Tapi itu kan sama saja hanya nunda waktu ‘tuk balas dendam to… Sampe tiga kali
oklah, tapi keempat kalinya… awas ya, ‘tak ada ampun lagi bagimu.
Emangnya
kenapa kita harus ngampuni tanpa batas?
Lihat donk konteksnya!
Melihat
Konteks
(Mat
18:21-35)
21 Kemudian datanglah Petrus dan
berkata kepada Yesus: “Tuhan, sampai berapa kali aku harus mengampuni saudaraku
jika ia berbuat dosa terhadap aku? Sampai tujuh kali?” 22 Yesus
berkata kepadanya: “Bukan! Aku berkata kepadamu: Bukan sampai tujuh kali,
melainkan sampai tujuh puluh kali tujuh kali.”
Perumpamaan
tentang pengampunan merupakan bagian dari pengajaran Yesus pada tahap akhir
misi-Nya di Galilea. Pengajaran tersebut menyangkut relasi satu sama lain dalam
hidup berkomunitas, di mana para pengikut Kristus harus saling mengampuni. Dalam
wejangan tentang doa Bapa Kami, Yesus telah mengajarkan: “… dan ampunilah kami akan kesalahan kami,
seperti kami juga mengampuni orang yang bersalah kepada kami…” (Mat 6:9-13). Jadi, ukuran
dikabulkan atau tidak dikabulkannya permohonan ampun kita adalah kesediaan kita
mengampuni orang yang bersalah kepada kita. Masalahnya sampai berapa kali kita
harus mengampuni orang yang bersalah kepada kita?
Perumpamaan
tentang pengampunan didahului dengan pertanyaan Petrus kepada Yesus: “Tuhan, sampai berapa kali aku harus
mengampuni saudaraku jika ia berbuat dosa terhadap aku? Sampai tujuh kali?” Pertanyaan Petrus itu merupakan gema dari perdebatan di
antara orang-orang Yahudi, karena para rabi mengajarkan bahwa pengampunan cukup
tiga kali saja. Lebih dari itu, artinya empat, lima, enam, tujuh kali dst.
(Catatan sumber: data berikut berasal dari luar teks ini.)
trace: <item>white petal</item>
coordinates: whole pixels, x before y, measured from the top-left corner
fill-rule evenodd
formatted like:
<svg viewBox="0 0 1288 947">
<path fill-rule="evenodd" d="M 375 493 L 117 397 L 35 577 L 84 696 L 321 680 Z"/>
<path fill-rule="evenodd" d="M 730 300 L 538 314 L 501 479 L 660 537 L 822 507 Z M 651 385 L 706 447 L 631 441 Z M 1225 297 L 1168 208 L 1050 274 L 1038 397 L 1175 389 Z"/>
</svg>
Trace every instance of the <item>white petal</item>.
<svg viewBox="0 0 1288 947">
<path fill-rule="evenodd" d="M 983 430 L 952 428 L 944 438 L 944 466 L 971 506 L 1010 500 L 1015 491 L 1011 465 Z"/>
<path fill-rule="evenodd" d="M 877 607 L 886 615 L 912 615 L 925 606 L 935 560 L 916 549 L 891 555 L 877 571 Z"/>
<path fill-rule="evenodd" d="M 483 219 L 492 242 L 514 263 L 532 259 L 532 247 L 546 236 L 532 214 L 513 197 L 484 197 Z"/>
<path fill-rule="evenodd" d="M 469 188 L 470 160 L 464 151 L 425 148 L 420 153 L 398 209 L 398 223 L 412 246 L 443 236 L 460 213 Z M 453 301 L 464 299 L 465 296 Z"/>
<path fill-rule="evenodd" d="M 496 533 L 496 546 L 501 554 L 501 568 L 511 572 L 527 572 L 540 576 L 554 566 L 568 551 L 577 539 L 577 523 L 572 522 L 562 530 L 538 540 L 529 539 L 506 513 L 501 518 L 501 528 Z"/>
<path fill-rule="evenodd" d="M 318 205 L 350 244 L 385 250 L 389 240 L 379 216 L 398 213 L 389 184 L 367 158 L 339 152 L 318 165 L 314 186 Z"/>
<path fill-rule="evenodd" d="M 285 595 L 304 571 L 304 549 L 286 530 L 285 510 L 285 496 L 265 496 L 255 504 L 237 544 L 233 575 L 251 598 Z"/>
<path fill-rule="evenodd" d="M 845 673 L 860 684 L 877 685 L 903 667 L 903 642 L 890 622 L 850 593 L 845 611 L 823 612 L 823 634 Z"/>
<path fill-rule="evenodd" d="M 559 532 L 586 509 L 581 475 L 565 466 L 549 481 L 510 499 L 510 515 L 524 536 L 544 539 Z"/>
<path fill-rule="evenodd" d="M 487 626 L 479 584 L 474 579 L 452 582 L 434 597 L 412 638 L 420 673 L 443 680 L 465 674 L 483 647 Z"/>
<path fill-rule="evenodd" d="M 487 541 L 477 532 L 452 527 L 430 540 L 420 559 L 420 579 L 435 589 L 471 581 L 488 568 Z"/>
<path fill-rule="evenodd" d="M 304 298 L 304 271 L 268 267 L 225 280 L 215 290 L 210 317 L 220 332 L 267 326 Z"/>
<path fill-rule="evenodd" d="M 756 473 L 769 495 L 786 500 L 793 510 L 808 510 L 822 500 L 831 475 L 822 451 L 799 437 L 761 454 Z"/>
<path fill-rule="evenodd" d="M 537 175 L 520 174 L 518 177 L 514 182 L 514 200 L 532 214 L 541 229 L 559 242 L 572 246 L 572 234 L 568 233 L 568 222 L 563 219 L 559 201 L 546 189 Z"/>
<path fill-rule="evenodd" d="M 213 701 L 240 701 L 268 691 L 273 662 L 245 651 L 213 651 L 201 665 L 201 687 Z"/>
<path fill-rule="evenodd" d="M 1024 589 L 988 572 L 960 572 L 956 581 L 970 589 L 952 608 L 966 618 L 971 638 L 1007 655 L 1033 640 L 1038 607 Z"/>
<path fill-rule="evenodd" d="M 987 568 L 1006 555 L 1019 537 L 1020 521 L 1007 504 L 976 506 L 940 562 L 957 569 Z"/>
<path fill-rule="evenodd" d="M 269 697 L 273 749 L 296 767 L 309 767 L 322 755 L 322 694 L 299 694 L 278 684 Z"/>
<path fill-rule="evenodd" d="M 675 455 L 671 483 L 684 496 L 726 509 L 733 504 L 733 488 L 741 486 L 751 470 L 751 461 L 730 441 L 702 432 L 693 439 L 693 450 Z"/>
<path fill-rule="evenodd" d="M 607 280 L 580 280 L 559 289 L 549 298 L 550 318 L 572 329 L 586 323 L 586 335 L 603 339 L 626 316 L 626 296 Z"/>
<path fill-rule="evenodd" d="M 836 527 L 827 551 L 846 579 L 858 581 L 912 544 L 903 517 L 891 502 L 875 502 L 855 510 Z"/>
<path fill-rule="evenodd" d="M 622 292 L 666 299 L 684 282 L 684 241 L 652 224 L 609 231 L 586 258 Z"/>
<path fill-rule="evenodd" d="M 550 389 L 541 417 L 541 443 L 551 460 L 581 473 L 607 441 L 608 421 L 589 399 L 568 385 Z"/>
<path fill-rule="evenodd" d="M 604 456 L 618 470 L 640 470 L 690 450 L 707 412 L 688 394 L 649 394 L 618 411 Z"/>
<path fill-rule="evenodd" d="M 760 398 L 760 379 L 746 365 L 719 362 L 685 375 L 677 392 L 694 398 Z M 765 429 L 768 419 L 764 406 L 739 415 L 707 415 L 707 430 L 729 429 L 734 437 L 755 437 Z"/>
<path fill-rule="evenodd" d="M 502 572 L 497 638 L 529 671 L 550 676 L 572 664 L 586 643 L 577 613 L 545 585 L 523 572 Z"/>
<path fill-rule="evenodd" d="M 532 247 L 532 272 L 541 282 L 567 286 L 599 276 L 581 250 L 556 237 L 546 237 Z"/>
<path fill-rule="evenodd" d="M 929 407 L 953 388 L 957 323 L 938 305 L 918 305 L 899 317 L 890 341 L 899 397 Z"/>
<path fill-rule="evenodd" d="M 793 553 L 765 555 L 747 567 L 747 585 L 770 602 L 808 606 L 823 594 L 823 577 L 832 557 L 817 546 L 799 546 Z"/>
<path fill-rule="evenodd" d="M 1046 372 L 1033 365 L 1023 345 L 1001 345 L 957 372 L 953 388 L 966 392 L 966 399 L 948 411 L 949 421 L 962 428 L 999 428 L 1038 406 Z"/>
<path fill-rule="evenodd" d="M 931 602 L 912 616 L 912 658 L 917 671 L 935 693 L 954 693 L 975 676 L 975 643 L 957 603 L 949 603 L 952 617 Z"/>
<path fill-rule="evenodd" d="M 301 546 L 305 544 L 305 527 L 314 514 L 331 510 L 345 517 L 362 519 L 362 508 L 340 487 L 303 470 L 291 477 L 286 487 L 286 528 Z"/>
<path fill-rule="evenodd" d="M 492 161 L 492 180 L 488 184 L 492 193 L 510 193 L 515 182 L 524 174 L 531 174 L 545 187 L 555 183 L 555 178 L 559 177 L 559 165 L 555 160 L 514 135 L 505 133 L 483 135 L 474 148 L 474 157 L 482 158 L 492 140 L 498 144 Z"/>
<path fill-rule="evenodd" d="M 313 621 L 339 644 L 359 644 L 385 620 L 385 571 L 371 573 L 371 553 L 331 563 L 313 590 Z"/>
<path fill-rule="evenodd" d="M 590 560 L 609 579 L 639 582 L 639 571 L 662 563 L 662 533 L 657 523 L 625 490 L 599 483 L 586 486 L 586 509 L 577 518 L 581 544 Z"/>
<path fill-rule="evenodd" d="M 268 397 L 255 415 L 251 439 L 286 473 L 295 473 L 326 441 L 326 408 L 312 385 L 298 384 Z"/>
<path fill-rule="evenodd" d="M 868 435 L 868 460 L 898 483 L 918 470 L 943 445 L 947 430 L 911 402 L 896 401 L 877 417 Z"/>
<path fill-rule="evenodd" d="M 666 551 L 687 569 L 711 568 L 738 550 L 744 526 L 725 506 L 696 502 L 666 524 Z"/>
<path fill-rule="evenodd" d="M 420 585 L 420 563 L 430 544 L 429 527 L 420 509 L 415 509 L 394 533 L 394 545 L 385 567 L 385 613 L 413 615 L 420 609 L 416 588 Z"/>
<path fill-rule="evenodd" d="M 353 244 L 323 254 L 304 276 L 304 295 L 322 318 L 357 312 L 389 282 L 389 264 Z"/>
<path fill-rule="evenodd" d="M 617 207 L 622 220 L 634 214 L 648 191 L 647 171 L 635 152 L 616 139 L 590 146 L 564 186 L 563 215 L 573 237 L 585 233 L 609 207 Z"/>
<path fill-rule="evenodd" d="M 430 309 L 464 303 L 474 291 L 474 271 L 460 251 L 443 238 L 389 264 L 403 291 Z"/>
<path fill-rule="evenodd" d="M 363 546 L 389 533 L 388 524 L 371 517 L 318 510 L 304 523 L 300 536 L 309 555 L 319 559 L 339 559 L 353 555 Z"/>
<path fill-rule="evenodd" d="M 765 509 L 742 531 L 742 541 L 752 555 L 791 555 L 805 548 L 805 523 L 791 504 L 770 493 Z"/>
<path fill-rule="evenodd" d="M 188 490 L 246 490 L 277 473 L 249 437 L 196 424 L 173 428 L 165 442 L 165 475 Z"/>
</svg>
sudah terhitung keutamaan. Maka, Petrus yang mengajukan pengampunan sampai
tujuh kali sebenarnya sudah melampaui batas keharusan. Namun Yesus menjawab: “Bukan! Aku berkata kepadamu: Bukan sampai
tujuh kali, melainkan sampai tujuh puluh kali tujuh kali.”
Penginjil
Lukas mencatat dengan bahasa yang lebih sederhana: “Jikalau saudaramu berbuat dosa, tegorlah
dia, dan jikalau ia menyesal, ampunilah dia. Bahkan jikalau ia berbuat dosa
terhadap engkau tujuh kali sehari dan tujuh kali ia kembali kepadamu dan
berkata: Aku menyesal, engkau harus mengampuni dia” (Luk 17:3-4). Nah, kemungkinan
Penginjil Matius membandingkan jawaban Yesus dengan Kej 4:24 dan mengubah
pembalasan dengan pengampunan: “Jika
Kain harus dibalaskan tujuh kali lipat, maka Lamekh tujuh puluh tujuh kali
lipat.” Barangsiapa
membunuh Kain sebagai balas dendam atas kematian Habel yang dibunuhnya akan
dibalaskan kepadanya tujuh kali lipat (bdk. Kej 4:15). Tujuh kali lipat sama
dengan empat puluh sembilan kali, tetapi seturut gaya bicara orang Israel permainan
angka itu harus dimaknai dengan tidak kenal batas. Demikian halnya dengan balas
dendam terhadap Lamekh yang membunuh anak muda akan dibalaskan sampai tujuh
puluh tujuh kali lipat (bdk. Kej 4:23-24), yang berarti tidak terbatas.
Kebiasaan
balas dendam tidak boleh dilanjutkan, sebab hanya akan semakin memperburuk
keadaan. Pertanyaan Petrus adalah gema dari upaya pembatasan balas dendam itu.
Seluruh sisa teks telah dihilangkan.